Klein adds that his firm has “invested a lot in measuring key performance indicators and in building out the customer relationship management solutions featuring automated workflows.” He says Aspire, on the other hand, has “done a lot more on the individual account side.”
“PCS has done a lot that can complement them on the fiduciary support side,” he adds. “With the complementary capabilities, the hope and expectation is that 1 plus 1 is more than 2 in this case. Furthermore, there are expense synergies and revenue synergies that we foresee coming pretty soon right off the bat.”
In terms of new areas of focus for the combined entity, Klein says he expects “data sharing” will be a focal point for innovation.
“We want to be on the forefront of technological developments in the industry,” he says. “We have a new adviser portal that is responsive that we are going to be rolling out soon, for example. We will continue to be platform agnostic and will be able to pull in data from the InvestLink system. Our goal is really to be able to express all of the adviser views and workflows through one portal, as soon as we can.

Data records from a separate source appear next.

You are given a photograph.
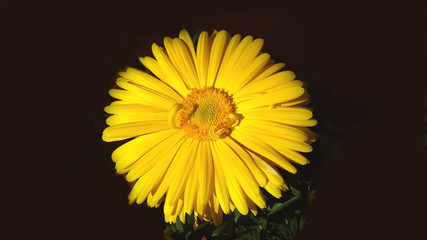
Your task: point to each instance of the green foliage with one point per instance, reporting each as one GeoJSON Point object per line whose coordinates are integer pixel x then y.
{"type": "Point", "coordinates": [281, 219]}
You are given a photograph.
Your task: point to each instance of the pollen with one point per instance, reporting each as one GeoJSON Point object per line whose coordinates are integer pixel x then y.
{"type": "Point", "coordinates": [206, 114]}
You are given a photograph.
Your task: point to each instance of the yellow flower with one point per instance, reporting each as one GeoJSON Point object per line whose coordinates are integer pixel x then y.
{"type": "Point", "coordinates": [211, 128]}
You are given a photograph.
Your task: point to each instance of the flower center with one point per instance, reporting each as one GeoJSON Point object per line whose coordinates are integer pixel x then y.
{"type": "Point", "coordinates": [205, 114]}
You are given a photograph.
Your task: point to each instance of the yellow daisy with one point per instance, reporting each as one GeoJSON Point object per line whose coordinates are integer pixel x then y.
{"type": "Point", "coordinates": [211, 128]}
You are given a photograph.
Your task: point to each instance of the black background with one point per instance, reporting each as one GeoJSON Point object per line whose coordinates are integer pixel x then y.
{"type": "Point", "coordinates": [362, 62]}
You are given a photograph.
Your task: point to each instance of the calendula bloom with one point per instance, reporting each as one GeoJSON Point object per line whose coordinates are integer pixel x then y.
{"type": "Point", "coordinates": [209, 127]}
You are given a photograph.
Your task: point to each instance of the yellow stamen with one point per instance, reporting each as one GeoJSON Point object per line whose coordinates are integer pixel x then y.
{"type": "Point", "coordinates": [206, 114]}
{"type": "Point", "coordinates": [172, 114]}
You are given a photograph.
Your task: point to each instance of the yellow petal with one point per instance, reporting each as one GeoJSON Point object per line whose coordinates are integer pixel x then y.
{"type": "Point", "coordinates": [234, 58]}
{"type": "Point", "coordinates": [205, 177]}
{"type": "Point", "coordinates": [276, 141]}
{"type": "Point", "coordinates": [274, 129]}
{"type": "Point", "coordinates": [215, 211]}
{"type": "Point", "coordinates": [184, 163]}
{"type": "Point", "coordinates": [252, 70]}
{"type": "Point", "coordinates": [248, 160]}
{"type": "Point", "coordinates": [185, 36]}
{"type": "Point", "coordinates": [169, 70]}
{"type": "Point", "coordinates": [192, 185]}
{"type": "Point", "coordinates": [217, 52]}
{"type": "Point", "coordinates": [264, 84]}
{"type": "Point", "coordinates": [128, 153]}
{"type": "Point", "coordinates": [270, 171]}
{"type": "Point", "coordinates": [221, 186]}
{"type": "Point", "coordinates": [116, 108]}
{"type": "Point", "coordinates": [243, 62]}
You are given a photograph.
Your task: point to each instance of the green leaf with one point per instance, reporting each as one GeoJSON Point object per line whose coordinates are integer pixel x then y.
{"type": "Point", "coordinates": [189, 219]}
{"type": "Point", "coordinates": [187, 235]}
{"type": "Point", "coordinates": [263, 223]}
{"type": "Point", "coordinates": [219, 229]}
{"type": "Point", "coordinates": [279, 207]}
{"type": "Point", "coordinates": [179, 225]}
{"type": "Point", "coordinates": [196, 37]}
{"type": "Point", "coordinates": [236, 216]}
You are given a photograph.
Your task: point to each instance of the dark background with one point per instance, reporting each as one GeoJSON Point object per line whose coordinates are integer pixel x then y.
{"type": "Point", "coordinates": [362, 62]}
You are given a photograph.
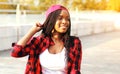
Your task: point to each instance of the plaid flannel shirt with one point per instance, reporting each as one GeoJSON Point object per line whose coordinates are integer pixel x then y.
{"type": "Point", "coordinates": [38, 44]}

That’s job No. 1.”
Finally, Klein highlights that Aspire has an established a presence in the K-12 403(b) plan space and the 457 plan space.
“We see that as a green pasture that is really in need of the types of solutions we offer, which are low-cost and fund-agnostic,” Klein says. “We’re really excited about the opportunity to enhance these offerings and seeing what we can deliver to these new markets.”
Optimism About the Future
Bob Francis, known currently for his consulting role at Wise Rhino, has been a member of the Aspire board since 2011. From his perspective, he says he is quite optimistic for the prospects of the combined PCS-Aspire organization.

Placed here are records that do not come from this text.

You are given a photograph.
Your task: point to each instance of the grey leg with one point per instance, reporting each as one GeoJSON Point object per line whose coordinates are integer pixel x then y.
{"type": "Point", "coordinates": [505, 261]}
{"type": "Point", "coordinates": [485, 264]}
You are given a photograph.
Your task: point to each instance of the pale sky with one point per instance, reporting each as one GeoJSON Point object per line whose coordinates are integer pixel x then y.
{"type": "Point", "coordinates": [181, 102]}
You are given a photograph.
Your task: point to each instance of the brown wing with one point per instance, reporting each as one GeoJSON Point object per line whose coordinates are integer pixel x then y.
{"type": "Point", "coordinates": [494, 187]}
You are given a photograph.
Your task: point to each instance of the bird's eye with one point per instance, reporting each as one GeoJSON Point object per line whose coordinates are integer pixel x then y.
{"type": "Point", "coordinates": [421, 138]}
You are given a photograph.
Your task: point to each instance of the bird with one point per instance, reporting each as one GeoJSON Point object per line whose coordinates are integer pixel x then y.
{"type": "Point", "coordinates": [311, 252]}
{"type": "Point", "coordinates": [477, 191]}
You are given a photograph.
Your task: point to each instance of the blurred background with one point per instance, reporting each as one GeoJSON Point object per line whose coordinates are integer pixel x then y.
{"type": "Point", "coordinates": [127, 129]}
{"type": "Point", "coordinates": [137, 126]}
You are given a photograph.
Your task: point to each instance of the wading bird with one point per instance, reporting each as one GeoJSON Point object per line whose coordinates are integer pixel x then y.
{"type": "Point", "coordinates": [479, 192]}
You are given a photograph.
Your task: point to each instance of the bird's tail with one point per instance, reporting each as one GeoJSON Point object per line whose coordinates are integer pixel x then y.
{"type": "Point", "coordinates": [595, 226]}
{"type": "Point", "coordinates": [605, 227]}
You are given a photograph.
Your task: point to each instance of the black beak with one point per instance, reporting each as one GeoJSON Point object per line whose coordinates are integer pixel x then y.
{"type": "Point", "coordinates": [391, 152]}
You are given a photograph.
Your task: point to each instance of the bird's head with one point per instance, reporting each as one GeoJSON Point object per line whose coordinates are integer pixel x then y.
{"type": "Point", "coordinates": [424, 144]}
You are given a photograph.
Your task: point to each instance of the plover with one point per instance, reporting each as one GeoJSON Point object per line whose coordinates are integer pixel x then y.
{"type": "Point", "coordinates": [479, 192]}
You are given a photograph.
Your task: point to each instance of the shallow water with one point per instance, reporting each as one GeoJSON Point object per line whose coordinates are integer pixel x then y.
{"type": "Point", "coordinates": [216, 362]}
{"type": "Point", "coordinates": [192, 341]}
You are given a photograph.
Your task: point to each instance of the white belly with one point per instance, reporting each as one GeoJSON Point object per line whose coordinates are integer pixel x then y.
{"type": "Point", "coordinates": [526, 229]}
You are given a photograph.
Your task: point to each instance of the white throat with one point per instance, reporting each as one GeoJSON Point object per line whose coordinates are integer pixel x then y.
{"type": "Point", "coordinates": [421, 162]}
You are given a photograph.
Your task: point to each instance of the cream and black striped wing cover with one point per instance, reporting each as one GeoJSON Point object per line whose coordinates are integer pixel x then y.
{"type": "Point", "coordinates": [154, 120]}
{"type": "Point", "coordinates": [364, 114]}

“Recordkeeping is a business that requires scale now more than ever,” he says. “In daily valuation recordkeeping, there could not be a truer statement to make. So, their coming together makes a lot of sense and it allows them to make a much more efficient and stronger enterprise. It’s a large acquisition for PCS, so they are clearly taking the scale play very seriously.”
According to Francis, the new combined entity will have a suite of solutions and services that will stand out as unique, even from some of the very largest recordkeepers also making a play for scale.
“This deal puts PCS and Aspire in a unique situation,” Francis says. “They are big enough now to get the real benefits of scale, but they remain nimble enough to do things and made decisions that can be much harder for the largest platforms—with all of their legacy systems and all of their downstream inertia.”
One other aspect to comment on is the approach to fees and transparency, Francis adds.
“The ability to charge participant-based fees is almost a must-have characteristic in this environment,” Francis suggests. “The notion of charging basis points for assets as a recordkeeper—it’s just so antiquated to the point that it’s almost indefensible, quite frankly. The PCS and Aspire platforms were built from the start on this idea—on transparency and not on an asset-based pricing model. They were really ahead of the curve and that has allowed them to get traction with a very distinct element of the fiduciary advisory community. They are aligned with this community.”